Anyway, I plan to break down each and every paragraph of that book and
to publish a detailed academic analysis of everything in there.
However, the way in which I am going to do it will constitute fair
use. Also, I plan to be fair and keep an open mind. Unfortunately
though, right off the bat I found some deception. On the copyright
page it shows two copyrights -- 1988 and 1997. According to the
Library of Congress of the United States, 1965 is the earliest
recorded copyright of the book:

TITLE:Scientology; a new slant on life
PUBLISHED:[n.p.] Hubbard Communications Office World Wide [1965]
DESCRIPTION:160 p. 18 cm. SUBJECT:Scientology.
CARD NUMBER:66-54131

The same book was also copyrighted in 1972, 1976, and 1990.
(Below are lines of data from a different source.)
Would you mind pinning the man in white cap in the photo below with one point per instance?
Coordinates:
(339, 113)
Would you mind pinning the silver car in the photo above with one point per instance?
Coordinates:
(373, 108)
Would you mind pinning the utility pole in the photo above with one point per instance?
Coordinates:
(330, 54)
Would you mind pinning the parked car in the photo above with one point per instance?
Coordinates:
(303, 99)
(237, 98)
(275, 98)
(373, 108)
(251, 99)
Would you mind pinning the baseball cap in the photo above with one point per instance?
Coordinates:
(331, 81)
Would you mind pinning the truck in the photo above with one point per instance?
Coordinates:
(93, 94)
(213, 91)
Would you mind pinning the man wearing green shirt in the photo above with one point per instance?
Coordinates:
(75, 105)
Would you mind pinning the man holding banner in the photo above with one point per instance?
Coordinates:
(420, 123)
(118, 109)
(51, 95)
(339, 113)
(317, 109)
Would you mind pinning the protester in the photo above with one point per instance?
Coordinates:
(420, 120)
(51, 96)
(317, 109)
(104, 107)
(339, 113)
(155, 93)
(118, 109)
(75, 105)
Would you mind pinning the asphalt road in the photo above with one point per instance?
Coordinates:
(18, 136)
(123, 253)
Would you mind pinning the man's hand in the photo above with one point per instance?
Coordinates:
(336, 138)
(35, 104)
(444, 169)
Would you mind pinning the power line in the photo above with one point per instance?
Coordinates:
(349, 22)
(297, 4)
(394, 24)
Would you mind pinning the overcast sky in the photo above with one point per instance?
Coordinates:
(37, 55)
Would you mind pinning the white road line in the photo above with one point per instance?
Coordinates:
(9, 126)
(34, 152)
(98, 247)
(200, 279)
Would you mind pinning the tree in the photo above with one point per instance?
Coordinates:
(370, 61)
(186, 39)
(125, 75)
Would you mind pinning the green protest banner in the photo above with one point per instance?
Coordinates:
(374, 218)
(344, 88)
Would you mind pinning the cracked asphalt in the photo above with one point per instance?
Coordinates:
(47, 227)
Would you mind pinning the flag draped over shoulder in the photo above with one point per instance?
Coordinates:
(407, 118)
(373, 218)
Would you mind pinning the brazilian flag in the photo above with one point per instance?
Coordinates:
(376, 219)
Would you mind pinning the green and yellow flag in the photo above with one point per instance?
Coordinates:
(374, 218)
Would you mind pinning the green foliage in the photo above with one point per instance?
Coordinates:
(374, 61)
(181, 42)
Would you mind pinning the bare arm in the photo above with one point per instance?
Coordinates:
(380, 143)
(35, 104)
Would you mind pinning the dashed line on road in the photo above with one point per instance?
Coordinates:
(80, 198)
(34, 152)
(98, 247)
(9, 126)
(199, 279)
Perhaps a better title for the book is An Old Slant on Life, since the
material is now at least 32 years old.

In fairness though, the book is compact, neatly laid out, and it reads
well. However, there are various Scientology ads placed throughout
the book, including a "BUSINESS" reply card for receiving a free
personality test. Other than that, the book is teaming with
footnotes, mostly definitions of words most people would never have to
look up, unless they are completely illiterate.

The book starts off by firmly admonishing the reader not to skip over
a misunderstood word. But after I read through the first 17 (or so)
short chapters, I saw a clear theme emerge. Basically, this book is
nothing more than an attack on nearly every aspect of organized
society, not just the psychiatry profession.
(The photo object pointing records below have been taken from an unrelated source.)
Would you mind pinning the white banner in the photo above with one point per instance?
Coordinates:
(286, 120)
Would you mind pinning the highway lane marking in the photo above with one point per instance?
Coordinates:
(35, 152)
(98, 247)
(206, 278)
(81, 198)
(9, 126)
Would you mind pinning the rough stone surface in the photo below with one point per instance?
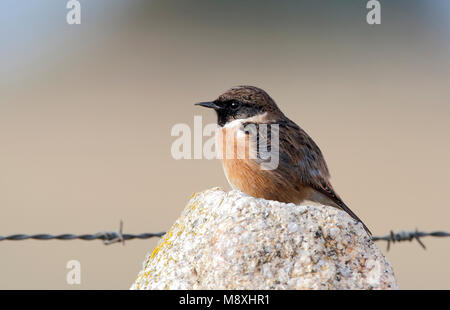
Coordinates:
(228, 240)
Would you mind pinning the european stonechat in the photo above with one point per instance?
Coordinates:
(301, 173)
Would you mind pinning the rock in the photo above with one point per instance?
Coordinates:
(234, 241)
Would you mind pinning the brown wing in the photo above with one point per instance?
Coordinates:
(305, 155)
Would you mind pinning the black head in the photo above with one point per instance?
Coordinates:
(241, 102)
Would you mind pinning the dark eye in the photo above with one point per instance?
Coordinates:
(234, 105)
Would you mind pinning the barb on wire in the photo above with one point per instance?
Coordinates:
(106, 236)
(119, 236)
(409, 236)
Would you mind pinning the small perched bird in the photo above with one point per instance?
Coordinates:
(301, 173)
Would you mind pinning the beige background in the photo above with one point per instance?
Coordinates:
(86, 113)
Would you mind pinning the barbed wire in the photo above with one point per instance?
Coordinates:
(409, 236)
(109, 237)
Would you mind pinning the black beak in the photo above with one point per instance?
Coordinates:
(208, 104)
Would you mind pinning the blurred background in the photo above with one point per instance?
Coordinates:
(86, 113)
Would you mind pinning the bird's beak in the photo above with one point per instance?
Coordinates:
(208, 104)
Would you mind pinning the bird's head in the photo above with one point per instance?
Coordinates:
(240, 103)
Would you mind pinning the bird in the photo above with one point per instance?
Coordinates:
(301, 173)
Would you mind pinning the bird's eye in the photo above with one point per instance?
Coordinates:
(235, 104)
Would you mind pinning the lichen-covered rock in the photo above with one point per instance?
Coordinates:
(234, 241)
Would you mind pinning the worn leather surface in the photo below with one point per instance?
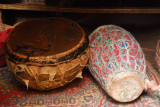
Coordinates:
(45, 36)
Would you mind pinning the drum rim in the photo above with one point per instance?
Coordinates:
(81, 43)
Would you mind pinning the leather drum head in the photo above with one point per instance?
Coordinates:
(45, 36)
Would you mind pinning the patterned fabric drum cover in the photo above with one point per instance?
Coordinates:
(4, 31)
(158, 54)
(117, 62)
(47, 53)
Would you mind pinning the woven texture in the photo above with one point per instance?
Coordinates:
(84, 92)
(52, 54)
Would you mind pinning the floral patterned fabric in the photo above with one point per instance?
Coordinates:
(114, 54)
(4, 31)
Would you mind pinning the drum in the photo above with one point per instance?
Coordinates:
(47, 53)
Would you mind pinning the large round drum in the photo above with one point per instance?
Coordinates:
(47, 53)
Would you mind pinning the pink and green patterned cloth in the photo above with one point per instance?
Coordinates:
(113, 51)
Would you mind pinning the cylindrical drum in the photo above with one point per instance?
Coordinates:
(47, 53)
(117, 62)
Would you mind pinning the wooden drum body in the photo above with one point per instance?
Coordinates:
(47, 53)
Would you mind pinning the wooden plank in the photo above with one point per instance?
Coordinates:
(77, 9)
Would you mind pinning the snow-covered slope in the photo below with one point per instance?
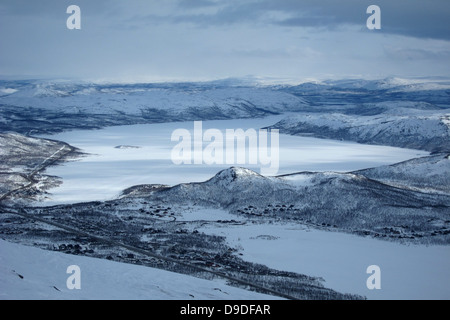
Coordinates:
(30, 273)
(427, 174)
(417, 130)
(54, 106)
(350, 202)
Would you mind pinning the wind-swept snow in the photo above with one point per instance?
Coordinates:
(30, 273)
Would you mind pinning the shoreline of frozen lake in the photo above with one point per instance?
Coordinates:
(108, 170)
(408, 272)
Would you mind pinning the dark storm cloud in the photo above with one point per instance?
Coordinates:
(413, 18)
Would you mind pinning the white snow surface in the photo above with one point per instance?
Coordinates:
(107, 170)
(44, 277)
(407, 271)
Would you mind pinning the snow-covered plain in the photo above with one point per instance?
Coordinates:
(108, 170)
(28, 273)
(407, 271)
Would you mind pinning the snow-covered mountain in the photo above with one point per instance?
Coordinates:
(428, 174)
(349, 202)
(415, 129)
(28, 273)
(51, 107)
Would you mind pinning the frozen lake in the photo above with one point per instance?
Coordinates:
(107, 170)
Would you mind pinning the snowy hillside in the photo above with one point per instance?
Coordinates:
(344, 201)
(31, 273)
(413, 129)
(427, 174)
(51, 107)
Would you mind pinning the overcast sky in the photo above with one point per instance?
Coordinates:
(149, 40)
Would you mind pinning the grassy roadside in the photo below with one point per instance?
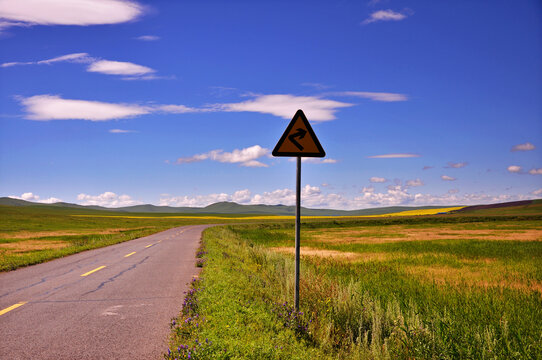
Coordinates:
(370, 309)
(31, 235)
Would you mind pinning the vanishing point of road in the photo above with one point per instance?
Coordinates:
(110, 303)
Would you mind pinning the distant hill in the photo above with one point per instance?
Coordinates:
(223, 208)
(525, 207)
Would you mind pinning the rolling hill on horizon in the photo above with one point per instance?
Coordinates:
(222, 208)
(233, 208)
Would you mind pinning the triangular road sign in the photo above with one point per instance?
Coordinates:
(299, 139)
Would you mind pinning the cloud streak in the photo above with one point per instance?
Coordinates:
(28, 196)
(452, 165)
(67, 12)
(107, 199)
(374, 96)
(244, 157)
(53, 107)
(384, 15)
(315, 197)
(119, 68)
(285, 105)
(393, 156)
(523, 147)
(108, 67)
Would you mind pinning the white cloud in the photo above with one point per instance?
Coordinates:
(178, 109)
(456, 165)
(148, 38)
(67, 12)
(244, 157)
(315, 160)
(414, 183)
(130, 70)
(118, 68)
(523, 147)
(35, 198)
(314, 197)
(53, 107)
(375, 96)
(384, 15)
(285, 106)
(107, 199)
(193, 201)
(121, 131)
(75, 57)
(393, 156)
(376, 179)
(514, 169)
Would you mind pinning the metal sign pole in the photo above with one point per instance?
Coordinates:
(297, 229)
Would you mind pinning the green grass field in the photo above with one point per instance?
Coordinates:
(460, 286)
(31, 235)
(453, 287)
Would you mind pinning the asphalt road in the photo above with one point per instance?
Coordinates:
(109, 303)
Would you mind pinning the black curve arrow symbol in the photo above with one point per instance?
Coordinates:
(299, 134)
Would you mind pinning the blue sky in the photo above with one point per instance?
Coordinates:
(181, 102)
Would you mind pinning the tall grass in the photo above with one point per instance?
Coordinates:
(367, 310)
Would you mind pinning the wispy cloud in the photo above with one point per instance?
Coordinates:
(76, 57)
(318, 161)
(285, 105)
(523, 147)
(514, 169)
(386, 15)
(317, 86)
(375, 96)
(148, 38)
(452, 165)
(28, 196)
(414, 183)
(109, 67)
(67, 12)
(107, 199)
(118, 68)
(316, 197)
(244, 157)
(315, 160)
(121, 131)
(393, 156)
(53, 107)
(376, 179)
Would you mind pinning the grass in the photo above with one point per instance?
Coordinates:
(470, 291)
(31, 235)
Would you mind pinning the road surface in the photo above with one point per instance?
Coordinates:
(109, 303)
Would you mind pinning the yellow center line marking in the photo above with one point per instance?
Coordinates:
(2, 312)
(91, 271)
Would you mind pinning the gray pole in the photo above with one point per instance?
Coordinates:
(297, 228)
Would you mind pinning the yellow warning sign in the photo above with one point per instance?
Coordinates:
(299, 139)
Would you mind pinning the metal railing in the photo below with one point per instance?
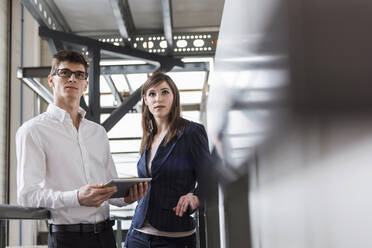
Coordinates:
(8, 212)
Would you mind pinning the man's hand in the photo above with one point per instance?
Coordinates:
(184, 202)
(136, 192)
(94, 195)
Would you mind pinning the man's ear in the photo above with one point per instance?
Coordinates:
(50, 81)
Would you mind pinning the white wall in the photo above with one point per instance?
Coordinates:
(3, 96)
(314, 185)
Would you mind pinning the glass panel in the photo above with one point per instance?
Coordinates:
(188, 80)
(190, 97)
(128, 126)
(191, 115)
(120, 82)
(125, 145)
(136, 80)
I particularly liked the section about the merchants of chaos. It was
quite amusing. These are your members of the defense establishment,
men and women in uniform, and law enforcement, oh, and don't forget
individuals and family members -- they are part of the merchant of
chaos defintion too. It is a thesis which I would like to explore in
considerable depth at a later time.

I must say that I was pleased to see a few positive paragraphs written
about engineering (which is my undergraduate discipline). But things
go downhill from there as biology is called "almost a science." Sorry
you chemists, geologists, meterologists, mathematicians, and
physicists, you did not deserve honorable mention as a science. Here
too is another area I would like to examine in depth.

And my favorite statement for the whole book was -- the person who
always has to be right is a person on the way out. The attitude that
I am right and you are wrong is as low on the scale as you can get, by
defintion. I am thoroughly delighted in reading this. It has pleased
me so much that I have developed a reverse corollary called the
Student's Corollary as follows:

If you have to be wrong and will only let other people be
right, that is as high on the scale as you can get! A person who
always has to be wrong is on their way in!

And that, my friends, is the definition of Scientology in a

As I said, I plan to publish an entire dissertation on the
book, so there is no need for anyone to go out and buy it. And why
would you since you could probably glean everything it has to stay in
less than 15 minutes anyhow. Now, my single greatest problem is to
obtain a copy I can review at length for the dissertation because I
absolutely refuse to purchase a copy of the book.

Oh, and by the way, I saw that the books were misfiled, so I relocated
them to a nicer location. They are still slotted, but the real estate
where I placed them is much more appropriate for that type of genre.

Let me know if there is anything else I can do to help!